Nó de gravata
Até onde sei|Octavio Tostes
Diante do espelho na casa de campo, numa tarde de sábado, passo a gravata pelo colarinho e lembro de meu pai. Ele me ensinou a dar o nó. Nunca acerto de primeira. A ponta da parte larga fica longe do cinto. Desfaço. É uma aventura achar o ponto certo de sorte que o nó e a gravata confiram ao homem refletido alguma elegância.
Em quase 40 anos de jornalismo, só usei terno no início, repórter de televisão. Depois, redator em impressos e editor em tevê, pouco vesti o uniforme da sobriedade. Em mim o traje não é a segunda pele que parece ser em advogados feito meu pai e meu irmão. Talvez por isso o embaraço com o nó. Tá, na defesa do mestrado enverguei gravata. E me escudo nela nos casamentos.
A casa emprestada pelo fim de semana está à venda. A sombra nos cômodos guarda memórias desconhecidas. Pairam invisíveis sobre quadros, sofás, mesa de centro, poltronas, mesa de jantar e carteado, camas, bibelôs e a estante com troféus de futebol, carrinhos e o berimbau da família de ex-capoeiristas.

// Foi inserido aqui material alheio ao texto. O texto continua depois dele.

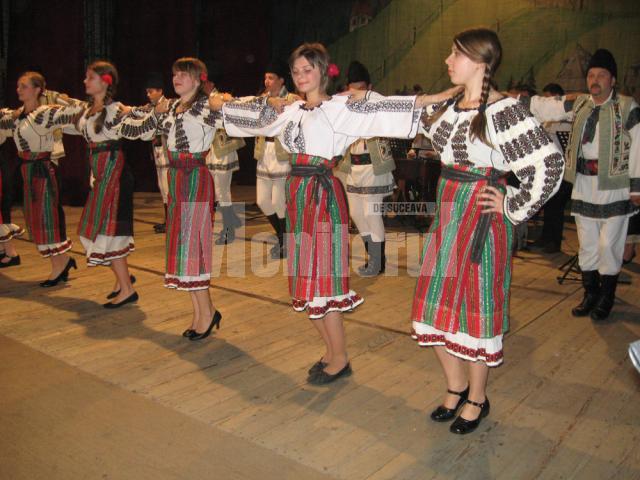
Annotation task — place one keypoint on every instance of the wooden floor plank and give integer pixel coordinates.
(564, 405)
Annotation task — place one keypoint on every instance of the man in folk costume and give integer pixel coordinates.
(603, 163)
(273, 162)
(368, 165)
(155, 93)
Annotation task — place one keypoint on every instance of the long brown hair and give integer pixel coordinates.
(197, 69)
(102, 67)
(37, 81)
(482, 46)
(317, 56)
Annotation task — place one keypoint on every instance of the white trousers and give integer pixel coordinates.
(362, 212)
(601, 243)
(222, 186)
(270, 195)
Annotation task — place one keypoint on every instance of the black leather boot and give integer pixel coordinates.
(607, 296)
(375, 264)
(591, 284)
(366, 239)
(277, 251)
(228, 233)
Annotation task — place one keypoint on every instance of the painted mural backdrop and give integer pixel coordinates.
(405, 42)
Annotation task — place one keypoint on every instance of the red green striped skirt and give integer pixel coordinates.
(42, 209)
(190, 213)
(459, 304)
(318, 242)
(106, 223)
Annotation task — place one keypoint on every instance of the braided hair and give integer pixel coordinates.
(481, 45)
(317, 56)
(102, 67)
(198, 70)
(37, 81)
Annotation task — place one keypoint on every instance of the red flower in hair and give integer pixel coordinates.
(333, 71)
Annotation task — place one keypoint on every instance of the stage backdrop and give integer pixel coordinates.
(61, 38)
(406, 41)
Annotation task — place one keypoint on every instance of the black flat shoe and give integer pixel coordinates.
(317, 367)
(215, 322)
(322, 377)
(462, 426)
(444, 414)
(63, 277)
(115, 293)
(131, 298)
(11, 263)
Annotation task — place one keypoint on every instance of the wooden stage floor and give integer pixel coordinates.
(565, 404)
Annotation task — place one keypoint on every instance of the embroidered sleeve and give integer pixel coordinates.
(140, 123)
(253, 117)
(633, 127)
(7, 124)
(378, 116)
(47, 118)
(204, 115)
(532, 156)
(549, 109)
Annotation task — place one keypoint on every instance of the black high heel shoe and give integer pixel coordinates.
(11, 263)
(115, 293)
(322, 377)
(317, 367)
(444, 414)
(462, 426)
(63, 277)
(131, 298)
(189, 332)
(215, 322)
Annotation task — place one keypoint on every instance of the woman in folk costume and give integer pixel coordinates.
(462, 295)
(8, 255)
(189, 126)
(155, 93)
(368, 165)
(273, 162)
(316, 132)
(222, 161)
(106, 223)
(32, 127)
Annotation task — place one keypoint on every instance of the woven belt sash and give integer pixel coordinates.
(587, 167)
(362, 159)
(484, 224)
(97, 147)
(28, 156)
(321, 177)
(187, 160)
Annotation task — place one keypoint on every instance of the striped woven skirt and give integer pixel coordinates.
(190, 212)
(318, 241)
(460, 304)
(106, 223)
(42, 209)
(8, 230)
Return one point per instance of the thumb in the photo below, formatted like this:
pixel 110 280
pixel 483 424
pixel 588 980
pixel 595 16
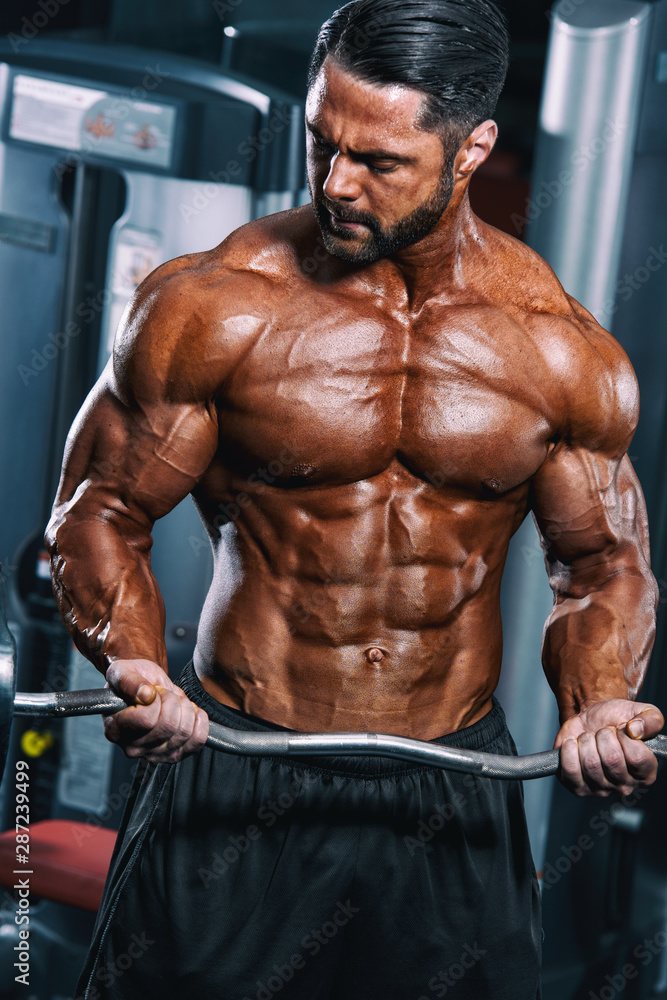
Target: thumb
pixel 131 683
pixel 647 722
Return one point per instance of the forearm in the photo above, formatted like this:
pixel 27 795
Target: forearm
pixel 104 587
pixel 597 643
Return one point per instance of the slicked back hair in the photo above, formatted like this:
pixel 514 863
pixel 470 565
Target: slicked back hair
pixel 455 51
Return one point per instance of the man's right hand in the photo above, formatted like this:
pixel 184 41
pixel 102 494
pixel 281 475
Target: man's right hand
pixel 161 723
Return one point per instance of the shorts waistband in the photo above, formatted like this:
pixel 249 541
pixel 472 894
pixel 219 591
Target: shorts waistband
pixel 481 735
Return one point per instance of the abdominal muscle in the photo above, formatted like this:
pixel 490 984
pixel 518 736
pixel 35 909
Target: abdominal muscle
pixel 328 624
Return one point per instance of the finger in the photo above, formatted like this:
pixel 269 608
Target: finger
pixel 613 760
pixel 171 725
pixel 642 764
pixel 646 723
pixel 570 767
pixel 190 735
pixel 592 771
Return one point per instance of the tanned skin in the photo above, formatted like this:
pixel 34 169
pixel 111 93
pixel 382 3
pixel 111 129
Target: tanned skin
pixel 382 429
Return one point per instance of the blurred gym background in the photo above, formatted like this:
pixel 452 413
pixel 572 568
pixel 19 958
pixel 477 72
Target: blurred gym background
pixel 132 131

Tudo prestes a se perder. Esta iminência também lembrou meu pai, morto faz 27 anos.
Passo a parte larga da gravata sobre a estreita, dou a volta por baixo e quando vou fazer o nó, me vejo no espelho. Revejo o pai. No amendoado da pele do rosto, no contorno dos lábios e do nariz, nas pintas que agora brotam em minhas mãos. A voz ressoa a dele, me dizem. Nó feito, a mão direita segura o laço e a esquerda puxa a gravata para ajustar. Dobro o colarinho.
O laço nos une além da aparência. “Gravata é sinal de respeito”, ouço-o ainda. Todos têm direito ao bem comum. “Advocacia é a postulação do Direito em defesa de interesses”. O maior legado foi a noção de que o mais importante na vida é ser lúcido. Escorou-se nela diante do câncer. E reafirmou o exemplo de honestidade - para consigo mesmo, com os outros e os fatos.
Nos últimos anos a saudade dele ganhou novas feições. Como amaria a bisneta, filha da neta mais ligada a ele? O que sentiria nos casamentos e formaturas dos netos. O que diria do momento do Brasil. Conversaríamos?
Visto o paletó e miro mais uma vez o espelho. Viro o rosto de perfil. Ele, de novo. Ao meio. Se o sem jeito com o nó da gravata põe em dúvida quanto aprendi com meu pai, a persistência das lembranças sugere o contrário. Na superfície da tarde, me reconheço no homem engravatado tateando claros e escuros, desacertos e tentativas. E, de saída para o casamento da amiga das enteadas, sorri - entre a tristeza e a sorte.